Use ACH for early estimates or stable operations. Use the door method when you know door size, openings per hour, and average open time. It better reflects traffic-driven heat gain.
3) What does the optional Δh field do?
Δh lets you estimate total air-exchange load using enthalpy difference. It can capture latent moisture effects. If you leave it at 0, the calculator uses sensible-only ṁ × cp × ΔT.
4) How do I estimate U-values for panels?
Use manufacturer data when available. For preliminary sizing, many insulated panel systems fall near 0.20–0.35 W/m²·K. Confirm with thickness, joints, vapor barriers, and installation quality.
5) Does this include compressor and fan inefficiencies?

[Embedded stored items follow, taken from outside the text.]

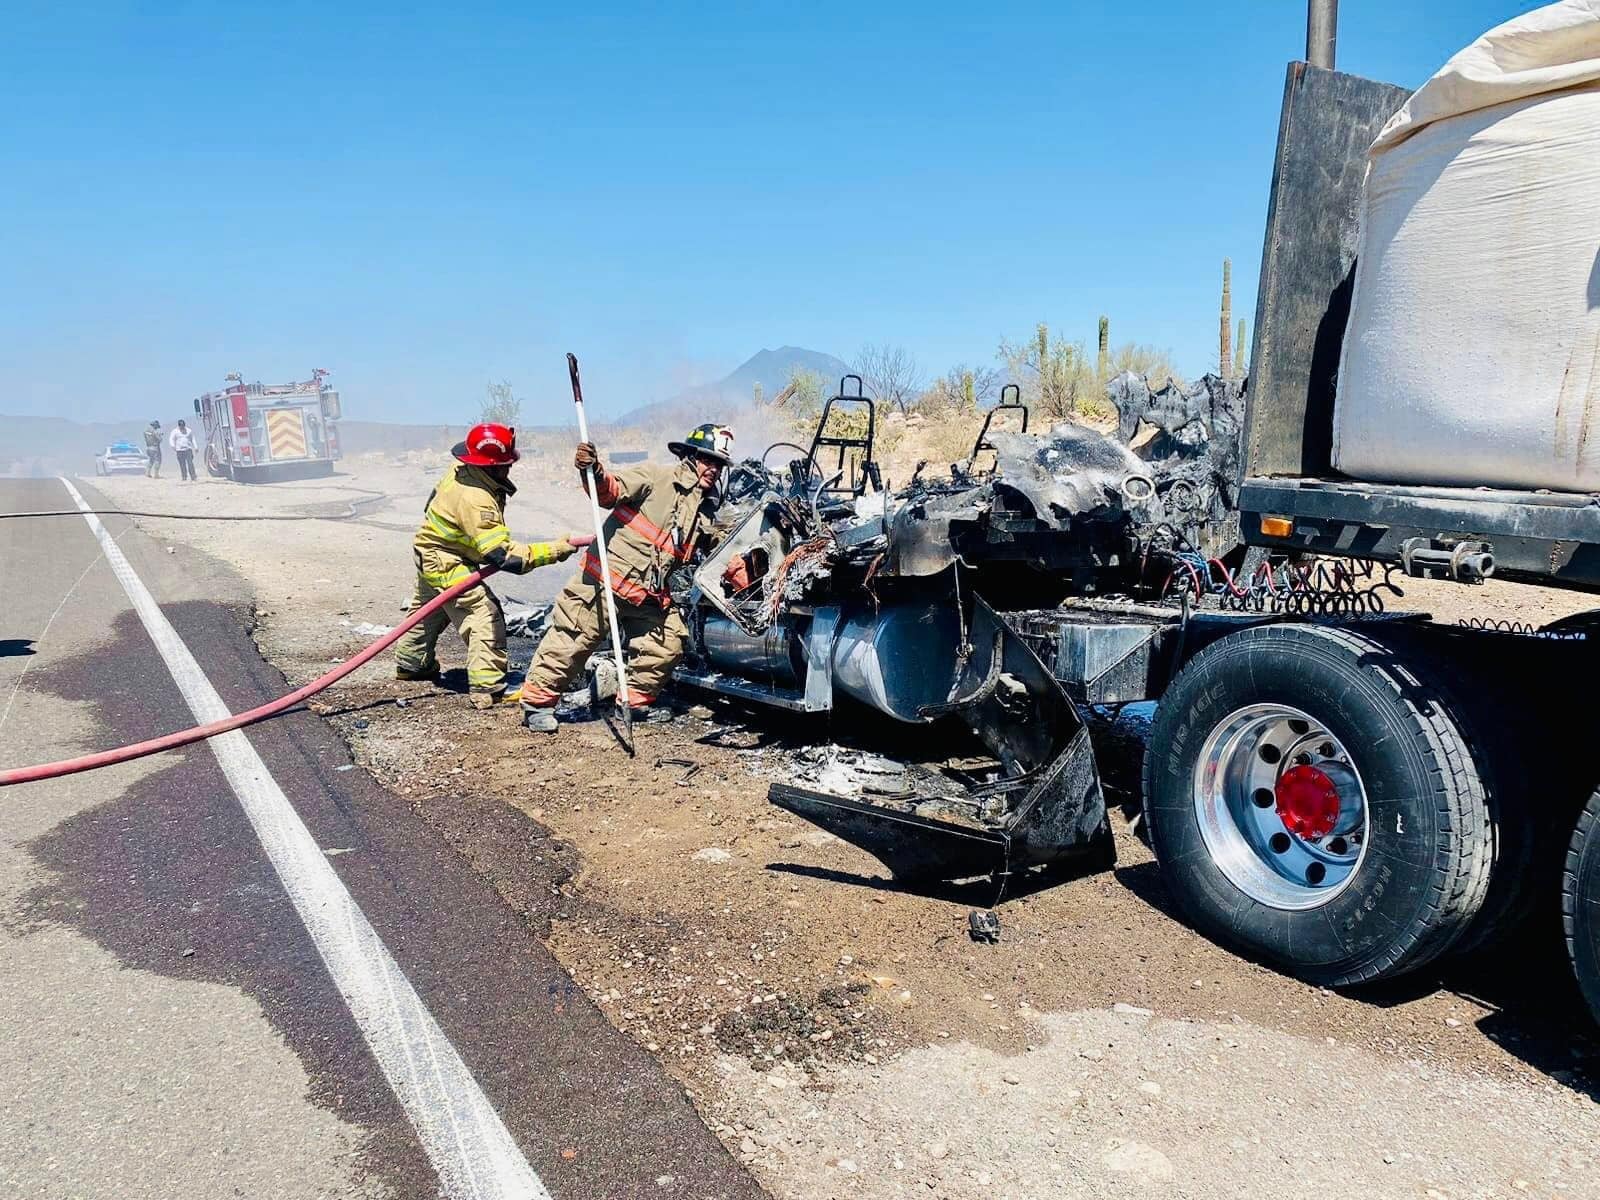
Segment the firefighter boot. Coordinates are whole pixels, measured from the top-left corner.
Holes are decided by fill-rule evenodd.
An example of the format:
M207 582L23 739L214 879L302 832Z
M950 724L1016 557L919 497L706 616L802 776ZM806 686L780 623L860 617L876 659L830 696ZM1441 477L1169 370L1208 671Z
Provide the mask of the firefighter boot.
M529 688L523 686L522 701L522 727L532 733L554 733L556 731L556 704L561 695L549 688Z
M526 706L522 709L522 727L529 733L554 733L561 728L556 720L555 709Z
M670 708L650 704L644 708L630 707L628 717L635 725L663 725L677 716Z
M671 704L661 703L655 696L638 688L628 689L628 717L635 725L658 725L675 716L677 713Z

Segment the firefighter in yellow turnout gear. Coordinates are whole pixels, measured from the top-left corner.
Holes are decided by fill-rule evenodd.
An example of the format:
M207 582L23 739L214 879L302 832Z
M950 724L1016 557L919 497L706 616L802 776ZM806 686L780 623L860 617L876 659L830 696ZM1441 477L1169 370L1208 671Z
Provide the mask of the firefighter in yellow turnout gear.
M644 463L615 473L601 466L588 442L573 460L580 473L594 468L595 499L611 510L605 539L617 623L627 643L625 701L640 716L683 657L689 631L667 594L666 577L712 533L709 493L732 461L733 433L722 425L701 425L668 449L678 456L676 463ZM587 474L582 478L587 488ZM523 724L529 729L555 732L561 694L582 678L589 655L609 636L603 582L600 556L591 547L583 570L556 601L522 685Z
M428 497L412 540L417 582L407 612L415 612L486 563L522 575L577 552L571 541L518 543L506 528L506 501L516 494L510 478L517 461L516 433L503 425L477 425L453 451L452 467ZM488 708L506 690L506 620L487 586L468 588L417 625L395 646L400 679L437 679L435 647L446 625L467 643L467 687L474 707Z

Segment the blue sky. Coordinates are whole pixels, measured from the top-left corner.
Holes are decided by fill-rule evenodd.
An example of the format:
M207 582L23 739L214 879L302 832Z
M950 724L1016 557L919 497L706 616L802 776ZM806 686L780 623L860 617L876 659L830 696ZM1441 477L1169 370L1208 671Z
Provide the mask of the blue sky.
M1510 0L1344 0L1415 86ZM1252 317L1299 0L8 6L0 412L179 413L333 371L347 415L510 378L617 412L762 347L987 362L1048 321L1216 354ZM1253 323L1253 322L1252 322Z

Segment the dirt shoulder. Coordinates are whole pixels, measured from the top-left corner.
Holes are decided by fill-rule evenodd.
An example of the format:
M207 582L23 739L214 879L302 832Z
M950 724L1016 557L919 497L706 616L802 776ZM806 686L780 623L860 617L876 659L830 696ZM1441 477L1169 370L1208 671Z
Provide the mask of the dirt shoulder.
M262 512L382 492L343 523L149 523L240 570L263 652L299 680L364 644L355 626L397 618L435 465L355 464L314 492L106 490L127 507ZM582 515L560 478L531 479L510 513L529 536ZM505 589L538 599L565 578ZM1404 586L1406 606L1449 620L1588 607L1509 584ZM459 667L459 645L442 648ZM530 652L515 646L514 665ZM1552 946L1381 992L1307 987L1169 915L1120 820L1115 870L1009 899L1000 944L981 946L966 915L993 901L984 889L898 890L875 860L766 803L785 756L835 732L826 721L709 706L641 728L630 760L601 722L535 740L514 712L469 710L449 690L464 683L446 683L398 684L380 661L323 708L508 903L549 914L576 983L777 1196L1265 1197L1308 1182L1350 1196L1600 1195L1600 1061ZM495 875L503 827L463 822L463 794L548 829L548 873Z

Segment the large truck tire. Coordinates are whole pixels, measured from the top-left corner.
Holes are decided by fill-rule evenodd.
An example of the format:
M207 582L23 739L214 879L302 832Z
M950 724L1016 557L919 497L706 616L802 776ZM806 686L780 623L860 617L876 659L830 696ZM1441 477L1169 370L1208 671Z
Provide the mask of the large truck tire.
M1589 797L1567 847L1561 922L1578 987L1600 1022L1600 790Z
M1457 695L1472 703L1472 745L1489 773L1489 894L1451 947L1472 954L1526 935L1535 922L1548 933L1573 822L1594 786L1587 760L1549 748L1589 736L1586 681L1596 664L1585 643L1495 631L1447 630L1433 650L1445 663L1471 664Z
M1351 628L1257 626L1162 697L1145 819L1204 933L1326 986L1415 970L1488 894L1495 800L1431 656Z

The result is a cooling load. Equipment selection should also consider system performance, defrost strategy, suction temperature, and compressor capacity tables. Use the output as a design load target.
6) How should I treat product freezing loads?
This pull-down section models sensible cooling only. If product crosses a freezing point, add latent heat and separate cp values above and below freezing. Specialized food-freezing calculations may be required.
7) What safety factor is reasonable?
Many preliminary designs use 5–15%. Higher margins may be justified for unknown door usage, uncertain insulation quality, or harsh ambient conditions. Avoid excessive margins that cause short cycling.